Dos escritos de Agostinho

DEUS É A VIDA DE TUA ALMA

“Tua alma morre perdendo a sua vida. Tua alma é a vida do teu corpo, e Deus é a vida de tua alma. Do mesmo modo que o corpo morre quando perde a sua alma, que é sua vida, assim a alma morre quando perde a Deus, que é sua vida. Certamente, a alma é imortal, e de tal modo é imortal, que vive mesmo estando morta. Aquilo que disse o Apóstolo da viúva que vivia em deleites pode-se dizer também da alma que tem perdido o seu Deus: que vivendo está morta”.

(Com. Ev. de João, 47, 8)

O MISTÉRIO DE DEUS

Quem isto ler, se tem a certeza, avance comigo;

indague comigo, se duvida: volte a mim,

se reconhecer o seu erro e endireite os meus passos quando me extravie

A maior parte da obras de Santo Agostinho tiveram a sua origem na vida da Igreja. Defesa da fé, refutação dos erros dos hereges, ensino dos fiéis, exortação aos indecisos, condescendência ao amor que a todos devia; estavam sempre ao serviço da mãe Igreja.

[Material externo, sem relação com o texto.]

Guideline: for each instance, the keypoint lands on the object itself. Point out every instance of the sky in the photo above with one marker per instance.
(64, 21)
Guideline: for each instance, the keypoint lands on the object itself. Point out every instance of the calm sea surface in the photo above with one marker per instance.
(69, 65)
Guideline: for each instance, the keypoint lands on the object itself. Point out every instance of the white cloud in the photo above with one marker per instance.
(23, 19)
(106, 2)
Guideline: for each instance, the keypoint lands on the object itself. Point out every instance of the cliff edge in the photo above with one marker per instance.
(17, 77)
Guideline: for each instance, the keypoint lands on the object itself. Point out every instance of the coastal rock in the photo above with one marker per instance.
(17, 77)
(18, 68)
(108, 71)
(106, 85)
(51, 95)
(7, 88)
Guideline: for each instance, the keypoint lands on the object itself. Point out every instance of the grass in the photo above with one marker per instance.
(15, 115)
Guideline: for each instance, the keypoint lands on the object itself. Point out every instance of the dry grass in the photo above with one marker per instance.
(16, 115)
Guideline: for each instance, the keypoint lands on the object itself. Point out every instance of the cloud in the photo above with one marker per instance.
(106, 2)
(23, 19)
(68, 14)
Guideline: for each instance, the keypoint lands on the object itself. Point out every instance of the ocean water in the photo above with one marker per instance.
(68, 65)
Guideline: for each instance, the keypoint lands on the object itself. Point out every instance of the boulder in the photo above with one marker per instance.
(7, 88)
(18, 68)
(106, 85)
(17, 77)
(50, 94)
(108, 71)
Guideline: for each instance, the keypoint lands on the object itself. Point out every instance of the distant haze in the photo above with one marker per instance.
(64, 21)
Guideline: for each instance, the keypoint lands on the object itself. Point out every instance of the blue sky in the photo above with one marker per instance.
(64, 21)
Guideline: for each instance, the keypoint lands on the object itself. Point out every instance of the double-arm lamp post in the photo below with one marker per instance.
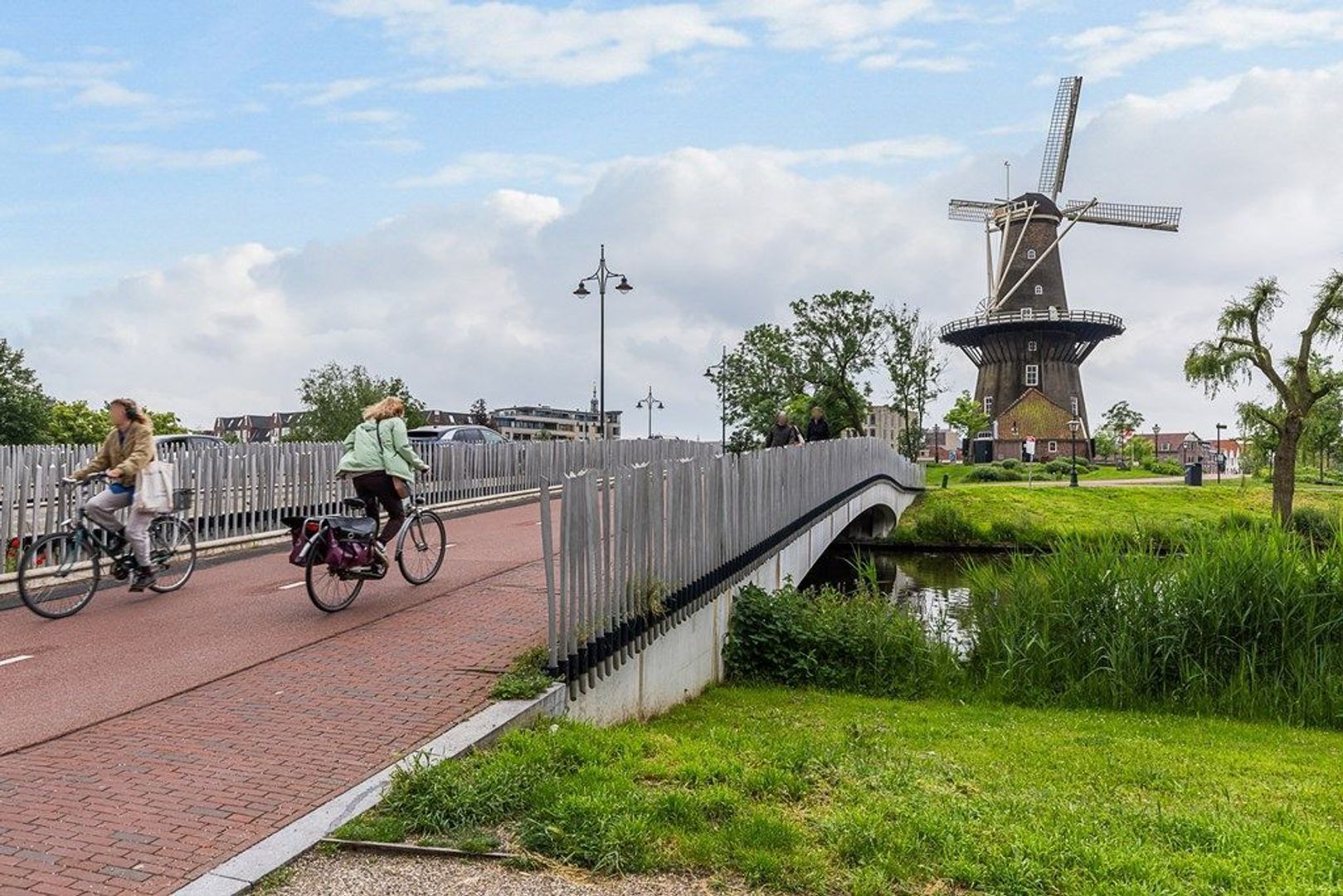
(601, 275)
(650, 402)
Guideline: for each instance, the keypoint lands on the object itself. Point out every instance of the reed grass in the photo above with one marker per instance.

Não obstante, Agostinho amadurecia projetos no seu coração. Um deles, O Tratado sobre a Santíssima Trindade, o De Trinitate. Uma da poucas obras agostinianas escrita por necessidade interior do santo, sem causa exterior imediata que o impulsionasse a fazê‑lo. A obra era grandiosa na sua concepção e foi‑o na sua realização. Consta de 15 livros. Empregou mais de 20 anos na sua composição. "Comecei‑os na minha juventude e conclui‑os sendo já velho." (Carta, 174). O tempo escasseava. Outras necessidades urgentes da Igreja obrigavam‑no a interromper continuamente o trabalho. Sobre o assunto já se tinha escrito muito, mas quase tudo em grego, língua que ele não dominava. As dificuldades aumentavam ao tentar encontrar os códices. A obra tinha, portanto, de amadurecer à base do tempo, da meditação. Sem dúvida a mais profunda de quantas escreveu o santo, revela a sua enorme capacidade de reflexão e especulação.

Como todos os seus escritos, também este gozou de uma aceitação sem limites. Compreende‑se. A sua fama tinha ultrapassado as estreitas fronteiras da sua diocese; tinha‑se estendido por toda a África e atravessado o mar. Os seus admiradores mostraram‑se impacientes. Até conseguiram roubar‑lhe o manuscrito antes de ele o ter completado e revisto. Gesto de admiração que não agradou muito a Agostinho que prometeu deixá‑la incompleta. Mas ele não era pessoa para cumprir promessas nascidas de um impulso momentâneo. Bastou que os amigos lhe pedissem a conclusão do tratado para que não soubesse recusar. Assim concluiu a tarefa.

Esta obra foi sem dúvida o maior monumento que Agostinho levantou a Deus: Deus Uno e Trino. Unidade de essência e Trindade de Pessoas: Pai, Filho e Espírito Santo. Cada uma das Pessoas é Deus e no entanto não existe mais que um só Deus. Assim aparece claramente nas Sagradas Escrituras, a razão humana pode chegar a vislumbrá‑lo. Trindade que deixa vestígios da sua presença em toda a criação; de modo especial no homem, especialmente nas suas partes superiores: memória, inteligência e vontade. Trindade sempre presente onde há amor. Isto não seria possível sem um que ama, sem algo amado e sem o próprio amor. Não é Deus amor?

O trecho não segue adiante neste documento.